I finally submitted something I wrote regarding my birth mother this past weekend. I wrote it last November thinking maybe something would change. My return to Korea changed nothing. The COVID-19 pandemic changed nothing.

In my mind, I believe nothing will change her from the course of action she’s taken. However, my stubbornness and perhaps willful denial held out a small amount of hope. Ironic that the stubbornness that held out hope is also the same stubbornness that I see in my mother. The parallels are unmistakable. When my mind is made up, there is little that can deter me from my decision. I believe this to be true for my mother. It is the reason I am confident we will never reunite.
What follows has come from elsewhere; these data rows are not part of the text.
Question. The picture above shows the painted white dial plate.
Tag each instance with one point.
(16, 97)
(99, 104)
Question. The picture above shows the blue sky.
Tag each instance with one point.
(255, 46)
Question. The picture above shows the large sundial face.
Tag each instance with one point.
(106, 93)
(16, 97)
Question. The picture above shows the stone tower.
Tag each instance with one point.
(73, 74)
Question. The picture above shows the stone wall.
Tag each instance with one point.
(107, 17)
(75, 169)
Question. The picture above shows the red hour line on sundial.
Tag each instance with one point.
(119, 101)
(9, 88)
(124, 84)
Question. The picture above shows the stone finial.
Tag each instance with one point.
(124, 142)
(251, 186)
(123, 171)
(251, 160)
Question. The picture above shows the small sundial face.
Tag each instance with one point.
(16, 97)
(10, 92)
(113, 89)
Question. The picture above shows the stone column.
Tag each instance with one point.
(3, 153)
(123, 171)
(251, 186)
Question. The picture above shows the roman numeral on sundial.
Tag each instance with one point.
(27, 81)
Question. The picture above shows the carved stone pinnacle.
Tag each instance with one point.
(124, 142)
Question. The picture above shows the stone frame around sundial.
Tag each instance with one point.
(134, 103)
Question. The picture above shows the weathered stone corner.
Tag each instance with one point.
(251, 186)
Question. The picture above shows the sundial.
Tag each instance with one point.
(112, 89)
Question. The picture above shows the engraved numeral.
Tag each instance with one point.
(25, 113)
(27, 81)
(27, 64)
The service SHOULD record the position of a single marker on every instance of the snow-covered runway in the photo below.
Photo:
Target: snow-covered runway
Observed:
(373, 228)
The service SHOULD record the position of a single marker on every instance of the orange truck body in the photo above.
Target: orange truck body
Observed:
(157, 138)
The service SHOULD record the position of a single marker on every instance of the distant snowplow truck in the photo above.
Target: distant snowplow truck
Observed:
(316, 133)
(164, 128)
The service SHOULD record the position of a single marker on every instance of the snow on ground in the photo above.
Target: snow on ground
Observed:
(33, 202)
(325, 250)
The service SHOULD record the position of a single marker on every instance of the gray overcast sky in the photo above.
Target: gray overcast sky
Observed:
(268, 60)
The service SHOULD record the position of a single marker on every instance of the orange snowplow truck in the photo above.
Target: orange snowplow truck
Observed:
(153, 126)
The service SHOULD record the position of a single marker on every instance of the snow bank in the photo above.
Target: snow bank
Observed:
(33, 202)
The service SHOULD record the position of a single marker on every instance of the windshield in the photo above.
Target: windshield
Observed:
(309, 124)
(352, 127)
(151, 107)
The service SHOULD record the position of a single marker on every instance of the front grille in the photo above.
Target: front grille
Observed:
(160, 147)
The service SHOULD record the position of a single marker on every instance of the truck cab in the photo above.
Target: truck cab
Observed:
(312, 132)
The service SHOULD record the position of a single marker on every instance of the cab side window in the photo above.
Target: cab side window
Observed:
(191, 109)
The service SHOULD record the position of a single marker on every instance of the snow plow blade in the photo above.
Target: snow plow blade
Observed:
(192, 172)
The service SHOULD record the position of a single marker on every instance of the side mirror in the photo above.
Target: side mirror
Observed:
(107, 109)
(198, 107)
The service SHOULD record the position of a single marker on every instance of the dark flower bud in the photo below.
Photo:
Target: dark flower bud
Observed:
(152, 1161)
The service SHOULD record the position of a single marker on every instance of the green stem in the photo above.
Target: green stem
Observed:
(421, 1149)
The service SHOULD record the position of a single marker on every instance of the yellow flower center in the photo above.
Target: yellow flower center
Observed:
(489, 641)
As someone who finds emotions messy and unnecessary, tackling the unforgiving grief around my mother has been a monumental pain in my ass. It is not as if I am unaware of its existence, it is just that I don’t want to confront things that have been dormant my entire life. Again, the parallel with my mother and her actions can be seen and felt. It is there. It is unmistakable. Her presence is still felt in much of what I do and how I process everything.

Grieving a Memory

I can’t say I’ve never met my mother because that would be untrue. Which is part of the reason why I find it very difficult to grieve the loss of a relationship with her. I don’t know anything about her other than what she’s shown me and even with that, I can acknowledge it doesn’t paint a complete picture. But how does one grieve the loss of something that never was?

In allowing myself to feel whatever I feel, I still feel silly when it comes to processing the grief around my mother. The anger I feel is something that has dissipated, and it has never felt silly to me. In the same vein, the sadness that I have felt has never felt silly. But grief? The grief around it has been by far the most harrowing for me to deal with. And by “deal with” what I really mean is pretending and ignoring it until I can’t pretend or ignore it anymore.

If at First, You Don’t Succeed

The grief around my adoptive father was pretty cut and dry. While I find myself missing him at strange and often inconvenient times, it has been a process that I have accepted. I have learned to let him go.

The grief around my mother is something that I continually have to confront. The process around it isn’t linear. It is nonsensical to me in a way that is both frustrating and slightly cruel. Its unforgiving nature leaves me with a vulnerability I can’t defend against.

Unforgiving Grief, A Lesson Still to Learn

When faced with challenges in life, I look at what lessons I should/could/need to learn. Emotional vulnerability is a lesson that has presented itself throughout my life. It is my Achilles heel. So it makes sense that this unforgiving grief ties into a vulnerability that makes me feel defenseless.

Perhaps it isn’t just the grief but also the vulnerability that is relentless. A one-two punch, each blow more powerful than the one before it. Which explains why the lesson around my mother is one that has been left unlearned.

It could be that I am not ready to let go of her. The only thing I have left of her, of our relationship that never was, is my grief. Perhaps the lesson is still being taught. Perhaps I still have much to learn.